Thank you very much, Chair, and thank you very much, to all of you, for very powerful and personal testimony.
I know that you're not just representing yourselves, you're representing a large number of people with Lyme disease across Canada. I do want to thank you for your advocacy. The work you've done has been great, from your advocacy that got the Federal Framework on Lyme Disease Act in place— and there's the assistance that my colleague, Ms. May, brought to that—which resulted in the draft framework. I know there's been a lot of advocacy and consultation in improving the draft framework, so I really did want to thank you and recognize that.
We have a meeting on Thursday with some of the people from Health Canada and others who were part of the framework design. How do we best talk with them? I did hear in your testimony something about the current state of recognition, surveillance, and treatment of Lyme disease in Canada, but some of that is what the framework is intended to do. I think we need to get the framework rolled out to address those issues. The three pillars of surveillance, education, and awareness, and guidelines and best practices, would address some of the concerns that I heard, particularly around primary care treatment and recognition of the disease, and best treatment protocols.
Then, in the listening stage between the draft and the final framework, there were four key areas that were amended based on your advocacy and your feedback.
One is research funding, so $4 million for the Lyme disease research network, addressed through the Canadian Institutes of Health Research. Dr. Lloyd, you and I may differ on this, but I have a great respect for the CIHR and their evidence-based science, peer-reviewed approach to this. That is looking specifically at improving diagnosis and treatment, so a big step forward is research funding.
There's the recognition that there are chronic symptoms. I know there's still a tension between recognition of chronic symptoms versus recognition of chronic Lyme disease as a case type. It identifies that research is needed yet to determine that.
Then there's improving health lab networks. I think everybody's in agreement that there needs to be better lab testing. I think all of our witnesses spoke to the need for better and more exact testing.
Then, finally, there are migratory animals and recognition that migratory animals can carry Lyme, which I think, Jennifer, you specifically mentioned as well.
From there, the easiest way for me to proceed—I have to ask questions and I only have seven minutes—is to ask what would you want me to ask the people who are coming on Thursday to make sure they hear your concerns, and that if we are able in any way as a committee to improve the framework or make suggestions, how do we do that?

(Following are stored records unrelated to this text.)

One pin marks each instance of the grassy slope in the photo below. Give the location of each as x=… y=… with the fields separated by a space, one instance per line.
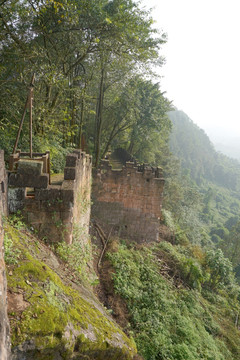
x=50 y=317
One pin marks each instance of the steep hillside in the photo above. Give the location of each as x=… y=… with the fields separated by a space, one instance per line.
x=52 y=315
x=197 y=154
x=217 y=178
x=183 y=302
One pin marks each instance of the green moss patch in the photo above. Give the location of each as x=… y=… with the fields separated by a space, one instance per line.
x=58 y=320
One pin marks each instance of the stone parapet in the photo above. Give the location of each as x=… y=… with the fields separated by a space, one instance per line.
x=4 y=324
x=129 y=199
x=54 y=210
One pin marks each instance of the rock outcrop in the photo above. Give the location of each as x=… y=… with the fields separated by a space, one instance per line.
x=4 y=325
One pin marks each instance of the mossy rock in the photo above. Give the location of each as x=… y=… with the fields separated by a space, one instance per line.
x=52 y=321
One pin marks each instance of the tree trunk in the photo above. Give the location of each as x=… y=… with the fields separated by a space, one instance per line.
x=99 y=119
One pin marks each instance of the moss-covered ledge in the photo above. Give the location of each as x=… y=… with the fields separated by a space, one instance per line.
x=52 y=321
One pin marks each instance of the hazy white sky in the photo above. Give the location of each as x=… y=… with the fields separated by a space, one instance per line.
x=202 y=70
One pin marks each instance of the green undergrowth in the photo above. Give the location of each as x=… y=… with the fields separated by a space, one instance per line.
x=55 y=319
x=183 y=302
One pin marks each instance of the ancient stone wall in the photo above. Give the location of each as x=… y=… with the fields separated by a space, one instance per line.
x=4 y=326
x=57 y=212
x=129 y=200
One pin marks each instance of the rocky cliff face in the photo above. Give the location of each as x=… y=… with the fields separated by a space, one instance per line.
x=4 y=326
x=52 y=315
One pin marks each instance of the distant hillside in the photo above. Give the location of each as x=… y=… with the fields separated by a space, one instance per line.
x=197 y=154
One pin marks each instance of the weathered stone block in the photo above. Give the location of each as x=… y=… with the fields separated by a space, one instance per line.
x=69 y=173
x=30 y=167
x=71 y=160
x=24 y=180
x=15 y=199
x=67 y=195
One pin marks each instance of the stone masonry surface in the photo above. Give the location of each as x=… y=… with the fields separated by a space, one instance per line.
x=129 y=199
x=4 y=325
x=55 y=211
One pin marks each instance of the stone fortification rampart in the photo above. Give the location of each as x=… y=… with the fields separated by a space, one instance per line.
x=129 y=200
x=4 y=326
x=55 y=211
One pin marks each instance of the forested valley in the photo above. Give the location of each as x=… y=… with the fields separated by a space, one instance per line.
x=95 y=89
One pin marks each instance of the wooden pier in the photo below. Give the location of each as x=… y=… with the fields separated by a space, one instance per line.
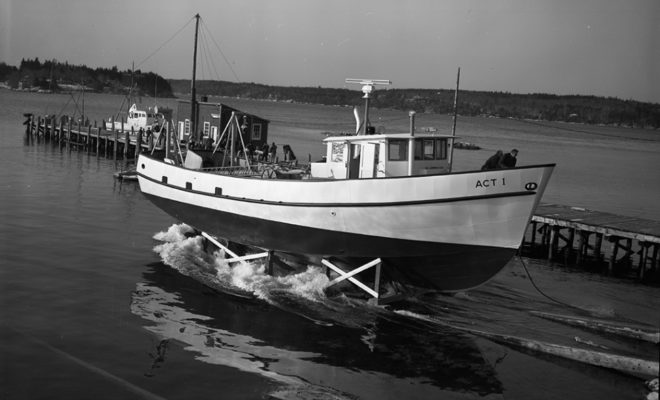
x=593 y=240
x=93 y=138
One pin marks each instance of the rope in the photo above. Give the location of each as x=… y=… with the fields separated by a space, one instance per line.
x=164 y=44
x=541 y=292
x=220 y=51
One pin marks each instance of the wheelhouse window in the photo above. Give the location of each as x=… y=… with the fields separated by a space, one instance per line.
x=425 y=149
x=337 y=152
x=256 y=131
x=397 y=150
x=440 y=149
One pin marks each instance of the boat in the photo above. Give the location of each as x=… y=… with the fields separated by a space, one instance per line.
x=390 y=199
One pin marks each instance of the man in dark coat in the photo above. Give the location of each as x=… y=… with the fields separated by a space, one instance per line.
x=509 y=159
x=494 y=162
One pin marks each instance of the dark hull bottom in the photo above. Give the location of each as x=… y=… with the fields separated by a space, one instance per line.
x=438 y=266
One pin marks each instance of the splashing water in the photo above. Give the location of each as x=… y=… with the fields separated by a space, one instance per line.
x=185 y=253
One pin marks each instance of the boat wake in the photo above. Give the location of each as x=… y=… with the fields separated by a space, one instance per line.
x=301 y=294
x=500 y=312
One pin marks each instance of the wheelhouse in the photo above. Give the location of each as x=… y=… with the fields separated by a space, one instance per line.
x=381 y=156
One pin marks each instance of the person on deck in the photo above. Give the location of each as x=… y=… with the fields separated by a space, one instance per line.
x=509 y=159
x=494 y=161
x=273 y=152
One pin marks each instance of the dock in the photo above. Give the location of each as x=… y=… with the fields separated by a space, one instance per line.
x=94 y=138
x=593 y=240
x=575 y=237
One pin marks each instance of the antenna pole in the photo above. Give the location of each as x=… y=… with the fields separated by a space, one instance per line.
x=193 y=92
x=453 y=128
x=367 y=88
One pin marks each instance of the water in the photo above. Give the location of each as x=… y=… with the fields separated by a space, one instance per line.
x=100 y=293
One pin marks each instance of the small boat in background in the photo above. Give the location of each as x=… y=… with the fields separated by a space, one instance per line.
x=126 y=175
x=136 y=120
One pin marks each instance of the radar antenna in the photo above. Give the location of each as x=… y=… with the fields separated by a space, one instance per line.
x=367 y=88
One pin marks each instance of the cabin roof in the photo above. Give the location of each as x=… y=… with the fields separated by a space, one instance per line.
x=379 y=137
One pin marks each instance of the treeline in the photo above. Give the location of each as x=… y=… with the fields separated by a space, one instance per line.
x=55 y=76
x=537 y=106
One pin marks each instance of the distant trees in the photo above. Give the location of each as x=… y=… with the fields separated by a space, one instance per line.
x=537 y=106
x=54 y=75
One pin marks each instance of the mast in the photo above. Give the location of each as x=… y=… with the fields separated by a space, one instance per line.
x=193 y=94
x=453 y=128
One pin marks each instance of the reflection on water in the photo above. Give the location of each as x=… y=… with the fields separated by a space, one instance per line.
x=285 y=329
x=385 y=352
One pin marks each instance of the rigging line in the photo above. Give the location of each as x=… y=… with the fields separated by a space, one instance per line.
x=545 y=295
x=166 y=42
x=207 y=49
x=220 y=50
x=206 y=56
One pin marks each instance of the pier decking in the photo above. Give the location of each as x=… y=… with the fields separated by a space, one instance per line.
x=94 y=138
x=611 y=243
x=614 y=244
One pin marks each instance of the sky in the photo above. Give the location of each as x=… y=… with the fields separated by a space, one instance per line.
x=568 y=47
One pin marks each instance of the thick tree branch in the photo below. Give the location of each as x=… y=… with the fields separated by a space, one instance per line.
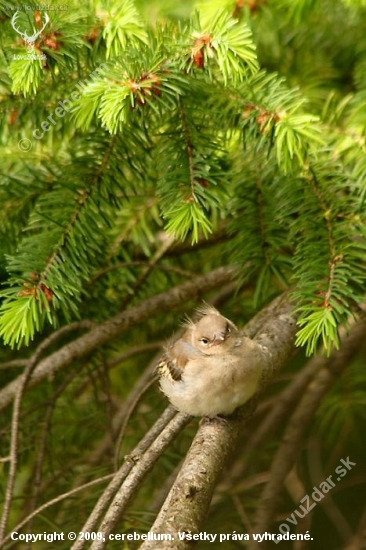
x=188 y=502
x=291 y=444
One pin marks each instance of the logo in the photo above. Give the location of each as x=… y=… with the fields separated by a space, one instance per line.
x=29 y=40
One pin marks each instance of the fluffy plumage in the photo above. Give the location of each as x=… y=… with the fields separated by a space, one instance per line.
x=212 y=369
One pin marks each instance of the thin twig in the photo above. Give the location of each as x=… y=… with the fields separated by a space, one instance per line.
x=290 y=447
x=121 y=475
x=104 y=332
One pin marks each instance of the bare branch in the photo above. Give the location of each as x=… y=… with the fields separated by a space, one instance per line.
x=188 y=501
x=108 y=330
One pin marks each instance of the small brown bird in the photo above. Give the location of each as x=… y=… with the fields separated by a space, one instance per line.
x=212 y=369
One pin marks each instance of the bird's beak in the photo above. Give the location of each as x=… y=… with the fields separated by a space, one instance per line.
x=218 y=338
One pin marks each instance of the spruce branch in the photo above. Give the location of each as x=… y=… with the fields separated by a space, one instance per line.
x=288 y=451
x=105 y=332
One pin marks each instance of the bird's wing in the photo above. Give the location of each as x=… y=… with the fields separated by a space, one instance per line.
x=175 y=359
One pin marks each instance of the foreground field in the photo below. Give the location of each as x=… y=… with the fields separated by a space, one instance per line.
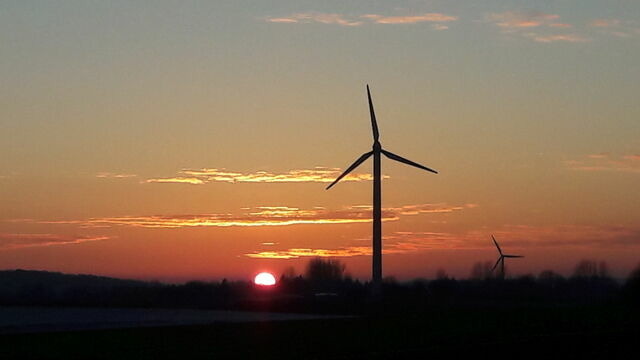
x=587 y=332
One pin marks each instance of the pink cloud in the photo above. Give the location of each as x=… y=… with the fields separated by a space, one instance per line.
x=607 y=163
x=410 y=19
x=262 y=216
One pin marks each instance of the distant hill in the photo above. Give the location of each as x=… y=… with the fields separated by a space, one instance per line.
x=28 y=287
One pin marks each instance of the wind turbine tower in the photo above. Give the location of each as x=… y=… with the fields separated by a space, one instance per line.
x=501 y=258
x=377 y=149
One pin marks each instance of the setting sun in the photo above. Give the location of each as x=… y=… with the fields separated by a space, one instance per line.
x=265 y=279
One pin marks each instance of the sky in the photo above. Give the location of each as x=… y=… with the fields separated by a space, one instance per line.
x=180 y=140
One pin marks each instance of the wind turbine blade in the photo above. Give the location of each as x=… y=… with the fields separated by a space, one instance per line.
x=498 y=246
x=360 y=160
x=398 y=158
x=496 y=265
x=374 y=123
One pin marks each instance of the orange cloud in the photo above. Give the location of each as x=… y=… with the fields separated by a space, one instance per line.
x=344 y=20
x=410 y=19
x=605 y=23
x=322 y=18
x=114 y=175
x=203 y=176
x=605 y=162
x=518 y=20
x=263 y=216
x=518 y=237
x=573 y=38
x=16 y=241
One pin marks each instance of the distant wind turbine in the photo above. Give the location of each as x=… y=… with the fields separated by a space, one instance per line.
x=377 y=192
x=501 y=258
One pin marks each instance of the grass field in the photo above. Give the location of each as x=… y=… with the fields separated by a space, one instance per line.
x=572 y=332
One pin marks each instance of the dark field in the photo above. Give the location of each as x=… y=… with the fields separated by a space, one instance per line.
x=603 y=331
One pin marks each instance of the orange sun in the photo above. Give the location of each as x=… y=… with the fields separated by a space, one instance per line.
x=265 y=279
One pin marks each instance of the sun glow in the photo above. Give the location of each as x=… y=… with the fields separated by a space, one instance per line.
x=265 y=279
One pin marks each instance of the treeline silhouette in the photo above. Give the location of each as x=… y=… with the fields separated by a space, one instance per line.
x=325 y=287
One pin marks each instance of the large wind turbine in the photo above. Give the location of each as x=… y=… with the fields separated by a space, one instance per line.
x=501 y=258
x=377 y=192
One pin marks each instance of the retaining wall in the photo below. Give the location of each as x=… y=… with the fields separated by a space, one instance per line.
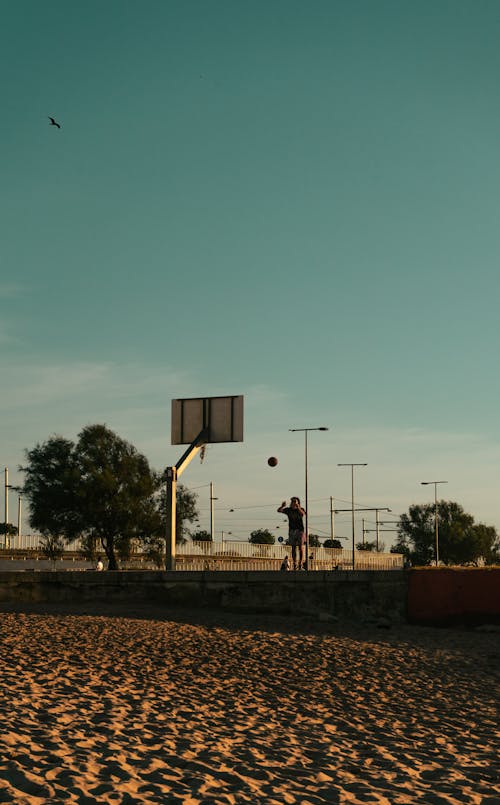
x=345 y=594
x=454 y=595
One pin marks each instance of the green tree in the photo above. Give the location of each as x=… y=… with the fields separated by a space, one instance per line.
x=461 y=541
x=369 y=547
x=201 y=536
x=262 y=537
x=100 y=489
x=10 y=529
x=332 y=543
x=52 y=547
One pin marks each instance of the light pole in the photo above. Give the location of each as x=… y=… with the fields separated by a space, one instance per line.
x=19 y=519
x=305 y=431
x=212 y=532
x=436 y=516
x=7 y=487
x=352 y=505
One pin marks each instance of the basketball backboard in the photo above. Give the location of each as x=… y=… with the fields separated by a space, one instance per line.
x=222 y=417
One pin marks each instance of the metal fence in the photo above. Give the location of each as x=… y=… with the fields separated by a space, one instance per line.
x=229 y=555
x=232 y=555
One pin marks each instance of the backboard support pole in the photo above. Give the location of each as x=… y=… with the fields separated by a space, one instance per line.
x=171 y=476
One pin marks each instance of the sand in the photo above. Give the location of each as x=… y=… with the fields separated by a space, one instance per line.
x=128 y=705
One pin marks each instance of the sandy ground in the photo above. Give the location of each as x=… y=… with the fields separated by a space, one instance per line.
x=140 y=706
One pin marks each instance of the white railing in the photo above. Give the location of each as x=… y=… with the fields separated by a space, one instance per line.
x=233 y=555
x=229 y=555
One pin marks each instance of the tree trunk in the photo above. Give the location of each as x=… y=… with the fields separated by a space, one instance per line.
x=108 y=544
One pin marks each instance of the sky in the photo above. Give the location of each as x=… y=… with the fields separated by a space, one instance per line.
x=296 y=202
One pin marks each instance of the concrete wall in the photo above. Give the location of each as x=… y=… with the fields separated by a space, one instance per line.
x=450 y=595
x=359 y=594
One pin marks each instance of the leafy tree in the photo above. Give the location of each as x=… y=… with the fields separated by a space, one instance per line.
x=332 y=543
x=52 y=547
x=366 y=546
x=100 y=489
x=461 y=541
x=201 y=536
x=10 y=529
x=262 y=537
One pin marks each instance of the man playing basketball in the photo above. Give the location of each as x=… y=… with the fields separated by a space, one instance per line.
x=296 y=533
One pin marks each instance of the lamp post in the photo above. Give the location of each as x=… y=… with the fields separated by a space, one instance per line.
x=7 y=487
x=436 y=516
x=352 y=505
x=305 y=431
x=212 y=532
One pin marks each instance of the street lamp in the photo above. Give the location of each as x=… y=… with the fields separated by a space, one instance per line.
x=436 y=517
x=212 y=498
x=305 y=431
x=352 y=504
x=7 y=487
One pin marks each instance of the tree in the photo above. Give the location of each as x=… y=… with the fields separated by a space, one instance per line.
x=461 y=541
x=262 y=537
x=52 y=547
x=201 y=536
x=100 y=489
x=366 y=546
x=332 y=543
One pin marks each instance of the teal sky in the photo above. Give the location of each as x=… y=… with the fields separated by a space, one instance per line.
x=293 y=201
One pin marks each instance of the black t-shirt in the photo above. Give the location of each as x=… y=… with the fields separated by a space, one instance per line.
x=295 y=520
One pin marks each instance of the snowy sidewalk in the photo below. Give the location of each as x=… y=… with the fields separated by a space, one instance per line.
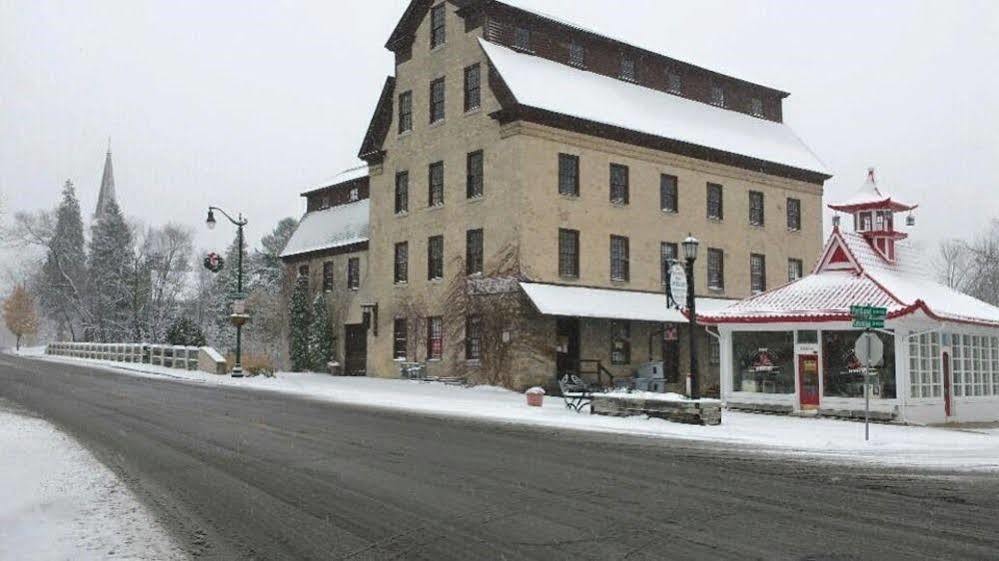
x=827 y=439
x=57 y=503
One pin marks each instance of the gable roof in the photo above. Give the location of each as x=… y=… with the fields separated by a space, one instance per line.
x=864 y=278
x=542 y=84
x=336 y=227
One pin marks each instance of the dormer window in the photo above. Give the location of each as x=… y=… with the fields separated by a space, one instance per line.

I have some down so I don't repeat them.
I have, what happened to Dr. John Scott's research? Why wasn't it used? Why wasn't it referenced?
I have congenital transmission and is it true, is it not? Why is it not referenced and spoken to directly?
I have funding priorities. Who sets the funding priorities? Are they based on evidence and science?
I also then have a question around the patient voice. Why is the patient voice silent in the framework? How would the authors think that the patient voice would be best drawn into it?
That's what I have so far. Those are my four questions from your testimony.
What else would you like me, or any of the committee members, to ask on Thursday that would further, in your minds, improve the framework?